Penny Aimes’ debut romance, For the Love of April French, is a remarkable and tender story of acceptance, an exploration of self-reflection and a tantalizing slow burn between two compelling leads.
The eponymous April French has a complicated relationship with her Austin-area kink club. As a transgender woman, it's been her mission to make the community feel as inclusive as possible. But the group's members either see her as a supportive, maternal figure or a novelty, rather than as a potential romantic partner or kink participant. April is also still healing from an abusive dominant who took advantage of their power differentials.
Dennis Martin, a wealthy man originally from Seattle, is a newcomer to Austin.

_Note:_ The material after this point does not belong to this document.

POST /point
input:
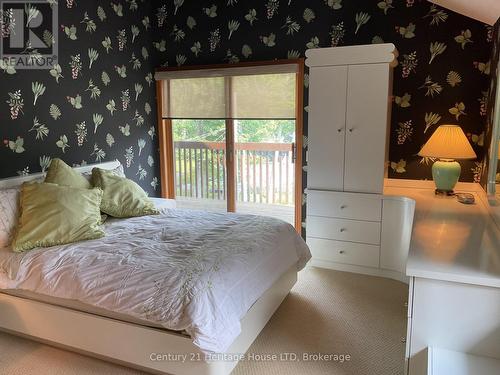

He carries his own baggage within the kink community, burdened by past mistakes he made as a new dom. He and his longtime partner experimented with BDSM, but their mutual inexperience led to broken trust and, eventually, the end of their relationship.
To call this romance a slow burn, while apt, wouldn’t fully do justice to Dennis and April’s love story. Their connection is instant, but both are extremely guarded and raw from past experiences. April is used to temporary fascination and assumes abandonment is imminent. While Dennis has done the work to become a more cognizant dom to his partners, he’s still wary of ruining that fragile relationship. Their sexual needs align, but so do their insecurities surrounding power and trust.
Aimes weaves in plenty of commentary on and positive portrayal of kink communities and the purpose they serve for their members. Consent is at the forefront of many interactions, providing examples of both enthusiastic consent and the dangers of miscommunication between partners. The layers of attraction are slowly peeled back as April and Dennis’ electric physical connection evolves into a relationship in which their emotional fears are laid bare. Though the romance between Dennis and April is in the foreground, Aimes also pays attention to both characters’ internal journeys toward forgiving themselves for their mistakes and finding the strength to persevere through past trauma. The romance is incredibly sweet, and the BDSM and kink scenes are off-the-charts hot. It’s a nearly seamless blend of cozy courtship and seductive, compelling eroticism between two soft, adorable nerds.
A nuanced depiction of kinky queer communities that is clearly written from a place of earnest love and appreciation, For the Love of April French proves that heartwarming fluff and sexy kink can go hand in hand. The only question that remains is, when can we have more from this rising star of romance?